Disease: Make a DC 14 Constitution save or develop spots, lesions, or a rash. Roll a d6 to determine the visibility of the disease: on a 1, 2, or 3 the disease is clearly visible to any who socially interact with you (sores on the hands or face, growth on the tongue that causes speech impediment, a specific odour, etc.); on a 4, 5, or 6 the disease is only visible to those who become physically intimate with you.

Anyone who notices the symptoms will react accordingly, usually imposing a -4 penalty to all Charisma-based checks; some people will laugh at you, others will refuse to deal with you, whereas some will not care so long as you keep your distance.

Diseases such as these can be cured with the lesser restoration spell, by an apothecary or herbalist's concoction (costing 3d6×10 shekels, half if a PC herbalist or apothecary can make a DC 16 check to find the appropriate reagents themselves over the course of at least one day), or by succeeding a DC 20 Constitution save during a long rest three times.

Robbed: Lose double the cost of the brothel visit in coins or equipment (e.g. items of clothing), with little chance of recovering what was lost.

Humiliated: You are mocked or ridiculed, restrained and abandoned, discovered in a compromising situation, or otherwise publicly humiliated; you leave the brothel with less dignity than you entered with, embarrassed and frustrated. 

Expelled: You are thrown out of the brothel and will not be admitted again.
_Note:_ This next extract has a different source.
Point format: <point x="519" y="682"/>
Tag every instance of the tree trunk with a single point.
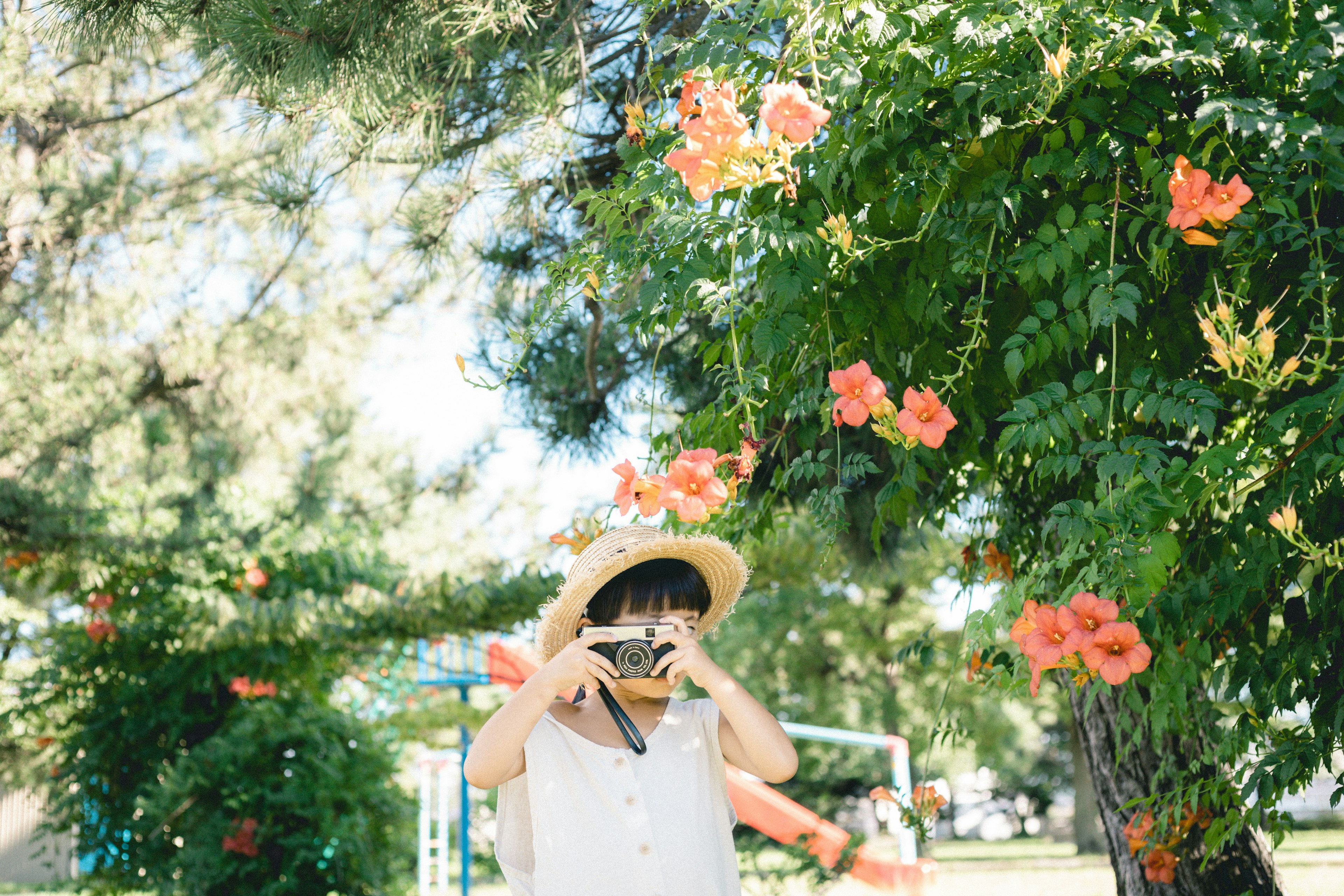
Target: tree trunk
<point x="1088" y="833"/>
<point x="1245" y="864"/>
Your reputation in local brothels suffers as news spreads; you may find yourself barred from other establishments in the area.

Players are free to interpret their rolls however they please within the confines of the rules and situation. You could expand this with hijra, different races, restrictions (participants must imbibe a specific kind of opium or chant a certain mantra, a priest of a fertility god must curse or disapprove of the act, participants must never learn each other's names, the brothel's madam must perform a thorough examination of the client beforehand, etc.), and other background flavour if you really wanted, but I'm only going into as much detail as I would for ale, tea, or rooms at an inn.